I don’t want the rich look of marble with a fancy crystal teardrop chandelier and the nooks and crannies of faux furniture turned legs and corbels flanking the hearth. I don’t want a Tony Stark kitchen with shiny surfaces that are unforgiving to fingerprints and with cabinets without pulls, hinges or surface details, camouflaged as a blank wall.

Then I found industrial kitchens. Industrial sounded good. Like a factory floor with working machines and surfaces that you’d clean with a sandblaster. But what if it’s really another term for steampunk with all the complexity of sci-fi meets Victorian charm? Too much. And how do I distinguish industrial from professional? And, does it actually matter?

For me, for my kitchen style, maybe I should just say, Winter is coming.

Connecting Rooms

I was committed to staying within the current footprint and floorplan. I was okay, and, in fact always planned, taking out the pantry wall. The pantry was a rabbit hole with a bottom that we never could actually get to. Stuff piled up. I’m sure this is a problem that could have been organized out of, but opening the kitchen and gaining those fifty-four inches would add a third more space to cook in. And a better cooking experience is a major rehab goal.

The rest of the house would keep the historical layout. Center hall. Three rooms on the right. Living-dining-kitchen on the left. The bathroom at the end of the hall needed an internal reconfiguration, but there was enough space. I always loved how the rooms interconnect and how the house flows.

Over the years, the front room went from “toy room” to TV/game room and den. We still call it the toy room, to the dismay of our adult children. Old habits.

The back bedroom had been our guest room (except when I was recovering from various surgeries). We referred to it by the name of my sister-in-law, on account of her living with us for her first semester of law school until she divined that the benefit of free rent (to be fair, she insisted on paying us) and family meal was poorly balanced against a precocious four-year-old who wandered in asking a cross-ex worth of questions during reading for torts or contracts. We understood her escape. She was honored with the room name for a decade, until the former four-year-old-now-fourteen decided that he didn’t want to share a room with his brother and slowly assumed that space as his own.

That middle room was long the office of The Spouse. Computer towers, two phone lines and the screech of a 2400 baud modem electronically defined a space full of contract negotiations and a highly complex hiring hall. The Spouse had to be very efficient–more contracts meant more jobs to fill. More jobs meant more itinerant members with their schedules and last minute trips as well as the occasional times in rehab or jail. A merger and some technical changes unchained him from the desk and landline. And the room accreted into a huge closet.

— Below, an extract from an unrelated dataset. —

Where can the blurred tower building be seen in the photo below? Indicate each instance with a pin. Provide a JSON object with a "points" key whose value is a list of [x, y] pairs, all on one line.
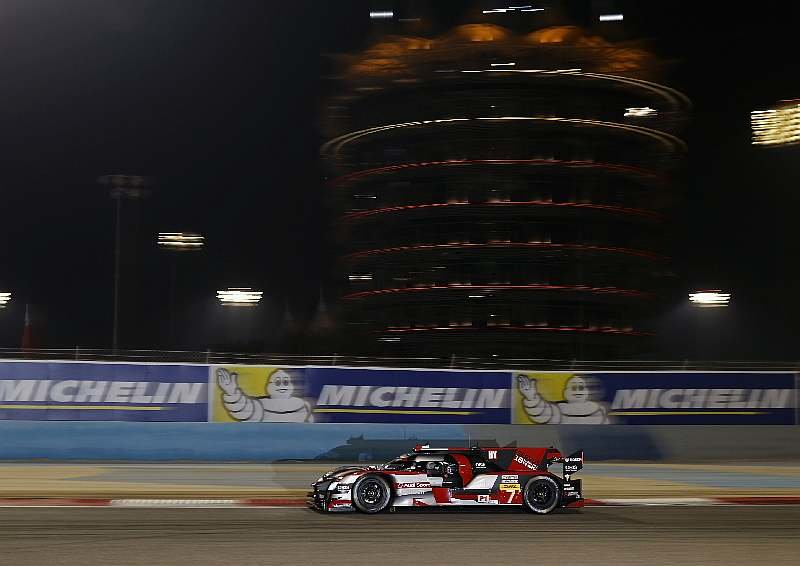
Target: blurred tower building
{"points": [[502, 193]]}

I moved boxes from my last office in there. He piled up old briefcases that were never quite emptied. There were boxes of photos that I didn’t trust to the dank basement. The board games we maybe might play, boxes of computer discs, laser discs and record albums that got moved there when we got rid of the old wall unit and turntable. A collection of serving pieces and table cloths. A bunch of unidentifiables stacked haphazardly on the long buffet server that didn’t fit in the dining room. Random pieces of furniture. A ladder that didn’t get put back downstairs. A set of crutches and the recording rig that the Big Guy used to record and produce music.

When the proposed design relocated the bathroom to take a hunk out of that room, a bit of a shudder shot across my shoulders and down my spine. But I was gaining five more kitchen feet and opening light to the back of the house. We weren’t doing anything in that room, anyway. We didn’t need it as a bedroom in any future configuration. But we were losing that room. My pulse stepped up and my tongue was too dry to lick my lips.

The architect swapped the master suite idea for a narrow office configuration. We could definitely use that–I had carved out a corner in the toy room. Then she drew in two pocket doors, reestablishing a direct connection between the three rooms. The linking of space that first drew me to into the spell of this house. And my heart slowed to a regular pace, the moisture returned to my mouth. Deep breath. Okay. Let’s do it.